WASHINGTON — A bipartisan group of senators plans to reintroduce a bill that, in its most recent form, would have created a new federal agency dedicated to dealing with nuclear waste, Sen. Lamar Alexander (R-Tenn.) said during a Wednesday hearing here on Capitol Hill.
Alexander would sponsor the legislation along with Sen. Dianne Feinstein (D-Calif.). The two are, respectively, the chairman and ranking member of the Senate Appropriations energy and water development subcommittee. Alexander announced plans to refile his nuclear waste bill during a subcommittee hearing on the Donald Trump administration’s proposed fiscal 2018 budget for the Nuclear Regulatory Commission.
The last version of Alexander’s bill, filed in in 2015, was cosponsored by Feinstein and Sens. Lisa Murkowski (R-Alaska), Maria Cantwell (D-Wash.), and Ron Wyden (D-Ore). It did not get past the Senate Energy and Natural Resources Committee.
The bill would have created a Nuclear Waste Administration to vet sites for permanent nuclear-waste repositories besides the proposed Yucca Mountain facility in Nye County, Nev., plus a watchdog sister group called the Nuclear Waste Oversight Board.

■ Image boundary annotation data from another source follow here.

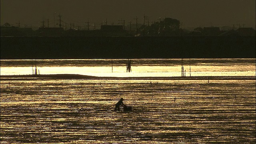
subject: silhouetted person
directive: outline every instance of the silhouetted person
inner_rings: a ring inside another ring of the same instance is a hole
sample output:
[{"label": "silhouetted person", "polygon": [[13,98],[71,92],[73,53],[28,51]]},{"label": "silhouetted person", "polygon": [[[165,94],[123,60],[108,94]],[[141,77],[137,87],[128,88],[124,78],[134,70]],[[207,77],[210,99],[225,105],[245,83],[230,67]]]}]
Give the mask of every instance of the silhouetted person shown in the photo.
[{"label": "silhouetted person", "polygon": [[119,100],[119,101],[118,102],[117,102],[116,104],[116,107],[115,107],[115,110],[120,110],[120,106],[122,106],[124,107],[126,106],[124,104],[124,103],[123,103],[123,100],[124,100],[124,99],[123,99],[123,98],[121,98],[120,100]]}]

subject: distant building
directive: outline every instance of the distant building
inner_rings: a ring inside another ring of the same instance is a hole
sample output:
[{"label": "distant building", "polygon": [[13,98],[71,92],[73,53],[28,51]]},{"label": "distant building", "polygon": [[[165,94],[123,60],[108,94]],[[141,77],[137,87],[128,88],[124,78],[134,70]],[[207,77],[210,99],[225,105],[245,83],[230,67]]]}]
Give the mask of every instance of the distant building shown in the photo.
[{"label": "distant building", "polygon": [[236,31],[240,36],[255,36],[255,30],[252,28],[239,28]]},{"label": "distant building", "polygon": [[107,32],[118,32],[124,30],[123,26],[120,25],[102,25],[100,30]]},{"label": "distant building", "polygon": [[36,30],[38,36],[56,36],[63,35],[64,29],[63,28],[39,28]]},{"label": "distant building", "polygon": [[204,27],[202,33],[204,36],[217,36],[220,34],[220,31],[219,27]]},{"label": "distant building", "polygon": [[1,26],[1,36],[32,36],[34,31],[31,28]]}]

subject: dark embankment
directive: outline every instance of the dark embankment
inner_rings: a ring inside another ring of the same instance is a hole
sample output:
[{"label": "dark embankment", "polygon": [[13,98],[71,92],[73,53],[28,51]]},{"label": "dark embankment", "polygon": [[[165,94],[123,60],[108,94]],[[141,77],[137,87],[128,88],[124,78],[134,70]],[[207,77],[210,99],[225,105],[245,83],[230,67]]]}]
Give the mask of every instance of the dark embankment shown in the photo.
[{"label": "dark embankment", "polygon": [[255,58],[255,36],[2,37],[2,59]]}]

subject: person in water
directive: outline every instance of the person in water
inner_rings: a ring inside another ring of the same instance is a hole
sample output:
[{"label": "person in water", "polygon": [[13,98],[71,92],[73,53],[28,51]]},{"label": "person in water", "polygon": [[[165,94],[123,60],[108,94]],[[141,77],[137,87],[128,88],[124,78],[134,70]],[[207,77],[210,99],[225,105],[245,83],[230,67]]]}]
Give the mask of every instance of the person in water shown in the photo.
[{"label": "person in water", "polygon": [[115,110],[120,110],[120,106],[122,106],[124,107],[126,106],[124,104],[123,100],[124,100],[124,99],[123,98],[121,98],[120,100],[119,100],[119,101],[117,102],[116,104]]}]

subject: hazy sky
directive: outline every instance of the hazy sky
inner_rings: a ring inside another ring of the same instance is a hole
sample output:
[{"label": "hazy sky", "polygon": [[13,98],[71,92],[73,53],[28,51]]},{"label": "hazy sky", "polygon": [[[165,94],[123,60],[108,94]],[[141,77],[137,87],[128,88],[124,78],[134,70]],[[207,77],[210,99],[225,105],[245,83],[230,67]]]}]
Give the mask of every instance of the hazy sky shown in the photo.
[{"label": "hazy sky", "polygon": [[[67,24],[84,26],[97,25],[106,18],[108,24],[118,20],[143,22],[143,15],[150,22],[161,17],[176,19],[183,28],[223,26],[255,28],[255,0],[0,0],[1,24],[39,26],[49,19],[50,26],[58,23],[57,15]],[[151,23],[150,23],[151,24]],[[45,24],[47,24],[46,23]]]}]

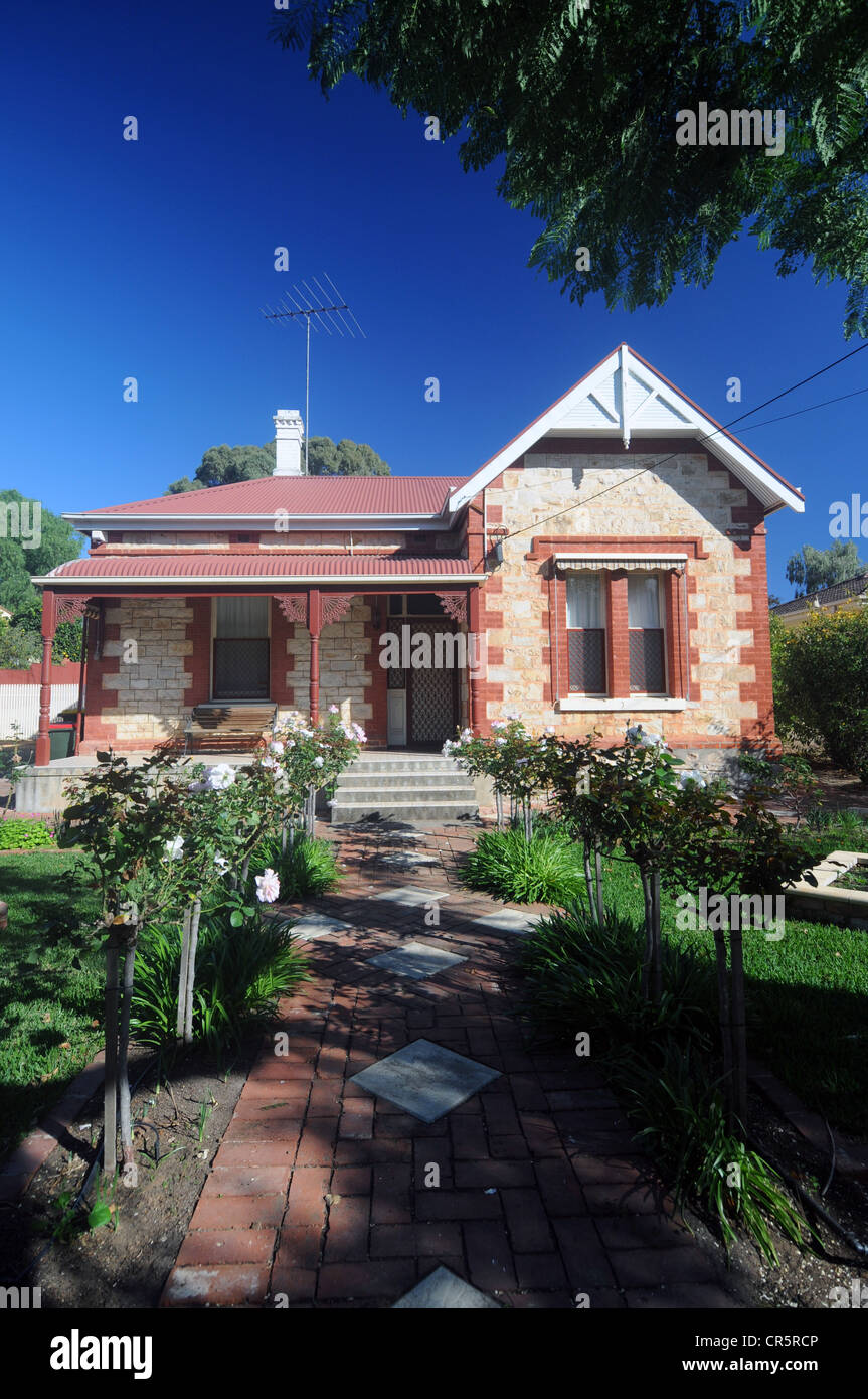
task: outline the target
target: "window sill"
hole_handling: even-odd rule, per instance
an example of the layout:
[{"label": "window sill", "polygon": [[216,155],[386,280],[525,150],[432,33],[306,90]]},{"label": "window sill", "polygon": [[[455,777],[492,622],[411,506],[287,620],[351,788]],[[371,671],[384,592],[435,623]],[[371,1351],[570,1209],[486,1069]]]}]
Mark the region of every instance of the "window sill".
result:
[{"label": "window sill", "polygon": [[688,700],[665,700],[654,695],[630,695],[618,700],[594,700],[593,695],[566,695],[558,701],[560,713],[650,713],[686,709]]}]

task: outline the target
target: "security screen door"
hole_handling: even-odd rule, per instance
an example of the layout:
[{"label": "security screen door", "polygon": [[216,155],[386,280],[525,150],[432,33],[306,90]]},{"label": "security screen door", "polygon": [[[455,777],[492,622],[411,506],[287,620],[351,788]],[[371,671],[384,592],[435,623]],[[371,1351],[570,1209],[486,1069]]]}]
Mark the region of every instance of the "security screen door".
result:
[{"label": "security screen door", "polygon": [[217,597],[214,698],[268,698],[268,599]]}]

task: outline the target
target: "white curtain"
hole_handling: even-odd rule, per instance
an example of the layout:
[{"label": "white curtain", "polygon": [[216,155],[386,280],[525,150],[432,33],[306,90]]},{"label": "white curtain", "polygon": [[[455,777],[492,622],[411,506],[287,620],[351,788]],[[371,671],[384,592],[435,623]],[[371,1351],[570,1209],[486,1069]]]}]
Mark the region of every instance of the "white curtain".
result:
[{"label": "white curtain", "polygon": [[267,637],[267,597],[218,597],[217,635],[224,637]]},{"label": "white curtain", "polygon": [[628,578],[628,627],[660,627],[660,579],[656,574]]},{"label": "white curtain", "polygon": [[605,627],[601,574],[573,574],[566,581],[566,625]]}]

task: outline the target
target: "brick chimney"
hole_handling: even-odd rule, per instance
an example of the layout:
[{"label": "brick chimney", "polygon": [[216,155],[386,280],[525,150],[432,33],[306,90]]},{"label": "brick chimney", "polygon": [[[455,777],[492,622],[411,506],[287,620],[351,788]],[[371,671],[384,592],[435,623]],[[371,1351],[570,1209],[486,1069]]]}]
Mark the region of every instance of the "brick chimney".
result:
[{"label": "brick chimney", "polygon": [[305,425],[298,409],[278,409],[274,414],[275,462],[273,476],[302,474]]}]

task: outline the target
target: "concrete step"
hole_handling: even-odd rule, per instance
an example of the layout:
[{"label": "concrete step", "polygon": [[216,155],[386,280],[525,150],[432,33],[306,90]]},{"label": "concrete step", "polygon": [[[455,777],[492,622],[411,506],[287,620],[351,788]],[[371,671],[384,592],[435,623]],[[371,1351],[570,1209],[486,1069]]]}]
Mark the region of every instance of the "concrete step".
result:
[{"label": "concrete step", "polygon": [[451,758],[442,758],[426,753],[412,754],[365,754],[356,758],[347,772],[461,772]]},{"label": "concrete step", "polygon": [[338,778],[338,792],[426,792],[431,788],[460,788],[456,796],[474,790],[464,774],[457,772],[345,772]]},{"label": "concrete step", "polygon": [[335,799],[331,807],[331,824],[340,825],[344,821],[365,821],[377,816],[382,820],[407,821],[414,825],[419,821],[463,821],[474,820],[478,814],[475,802],[429,800],[422,802],[341,802]]}]

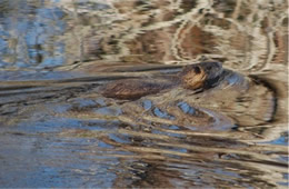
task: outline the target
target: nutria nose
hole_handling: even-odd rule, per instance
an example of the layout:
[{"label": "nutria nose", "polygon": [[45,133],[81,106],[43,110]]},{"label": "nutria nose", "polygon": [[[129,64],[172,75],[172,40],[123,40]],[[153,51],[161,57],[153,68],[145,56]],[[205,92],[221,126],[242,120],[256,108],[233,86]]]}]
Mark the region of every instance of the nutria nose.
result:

Feinstein, who spoke with reporters after Wednesday’s NRC budget hearing, said she feared the bill would again face opposition from the nuclear power industry. The veteran senator, whose state hosts several shuttered nuclear power plants, claimed the Washington-based Nuclear Energy Institute (NEI) whipped up opposition to the bill in the last Congress.
“NEI opposes it, believe it or not,” Feinstein told reporters here. “I couldn’t believe we couldn’t move this bill. Where’s the opposition coming from? It’s coming from the nuclear industry.”
NEI has long favored restarting Yucca Mountain and spoken out against alternatives.
“Interim storage is not a substitute for a repository,” an NEI spokesperson said by email Friday. “The government is fully capable of pursuing the Yucca Mountain license application at the same time it considers interim storage facilities. One does not preclude the other.”
The U.S. Energy Department is today charged with siting and building a permanent repostitory for tens of thousands of tons of spent fuel from U.S. nuclear power reactors and high-level radioactive waste. Under the 1987 congressional amendment to the 1982 Nuclear Waste Policy Act, that facility is supposed to be Yucca Mountain.
The Barack Obama administration suspended the Energy Department’s application to license Yucca Mountain as a permanent waste repository in 2010. The Donald Trump administration has proposed restarting the application process as part of its fiscal 2018 budget. DOE would get $110 million for the Yucca restart in 2018, if Trump’s budget proposal becomes law, while the NRC would get $30 million for licensing activities.
Feinstein deferred to Alexander about when the new Nuclear Waste Administration Act might be filed. Alexander did not provide a timetable during the hearing and did not speak to reporters afterward.